Последние десять дней Родион лежал в Склифе, где у Кавалерии был знакомый врач из бывших шныров, ушедший еще до первого нырка. Нога у Родиона заживала плохо. Был передавлен нерв, и Родион говорил, что не чувствует большого пальца. Колешь иголкой – и ничего. Сам он относился к этому с иронией, как настоящий шныр. Однако Кавалерия с Суповной его иронии не разделяли, и Родион был сослан в Склиф на долечивание.
В Склифе он устроился неплохо. Прыгал на одной ноге по палате или, скучая, выцеливал из шнеппера лампу дневного света. Говорили, что загадочным пациентом увлеклась молоденькая медсестра и по десять раз на день приходила с градусником, но Родион отнесся к ней как к боевому товарищу, и частое измерение температуры прекратилось. Зато уколы девушка теперь делала Родиону от всей души, так, что даже врач смущался и говорил: «Маргарита, ну ты полегче! Он нам живой нужен!»

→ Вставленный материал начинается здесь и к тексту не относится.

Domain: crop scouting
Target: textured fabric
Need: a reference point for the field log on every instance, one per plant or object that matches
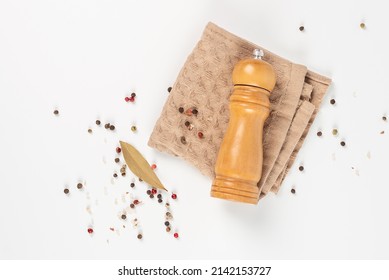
(205, 83)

В Склиф Сашка и Рина приехали поздно. Время посещений закончилось, и пустили только Рину, да и то не раньше, чем она сто раз мило улыбнулась и согласилась надеть бахилы. Сашку же задержал строгий пожилой охранник, заявив, что нечего тут толпами шляться. Не бульвар.
– Раньше была? Куда идти, знаешь? – спросил охранник у Рины.
Рина на всякий случай соврала, что была и знает. Потом прошла за стеклянные двери и сразу заблудилась. Куча лестниц, множество переходов, и никто ничего не объясняет. Рина сама не поняла, как оказалась в дальней части корпуса, где находились технические помещения, гудели холодильники и было множество закрытых дверей.
Она уже собиралась вернуться, как вдруг в одном из коридоров послышался шум. Два медбрата везли каталку, на которой лежала по подбородок укрытая простыней девушка. Одно из передних колес каталки вихляло так, что казалось, будто каталка прихрамывает. За каталкой, то забегая вперед, то останавливаясь, чтобы взглянуть на лицо пациента, спешила женщина-врач с круглым обеспокоенным лицом.
Рина прижалась к стене, пропустила их, а потом пристроилась сзади, решив, что они выведут ее к лифту. Так и случилось. Каталку вкатили в кабину, куда проскочила и Рина.
Она стояла сбоку от каталки. Девушка, укрытая простыней, находилась от нее на расстоянии вытянутой руки. Сине-бледная, с прокушенной губой, кривящаяся от набегавших волн боли. По нетерпеливым движениям медбрата, который несколько раз с силой нажал на кнопку этажа, Рина поняла, что медики боятся не успеть.
Рина испытывала смущение, что вот она, здоровая лошадь, стоит рядом с больным, возможно, даже умирающим человеком. Она то быстро переводила на девушку взгляд, то делала вид, что разглядывает кнопки. Девушка на каталке, не отрываясь, пристально смотрела ей в лицо. В глазах, кроме боли, были удивление, вопрос и еще что-то. Обида?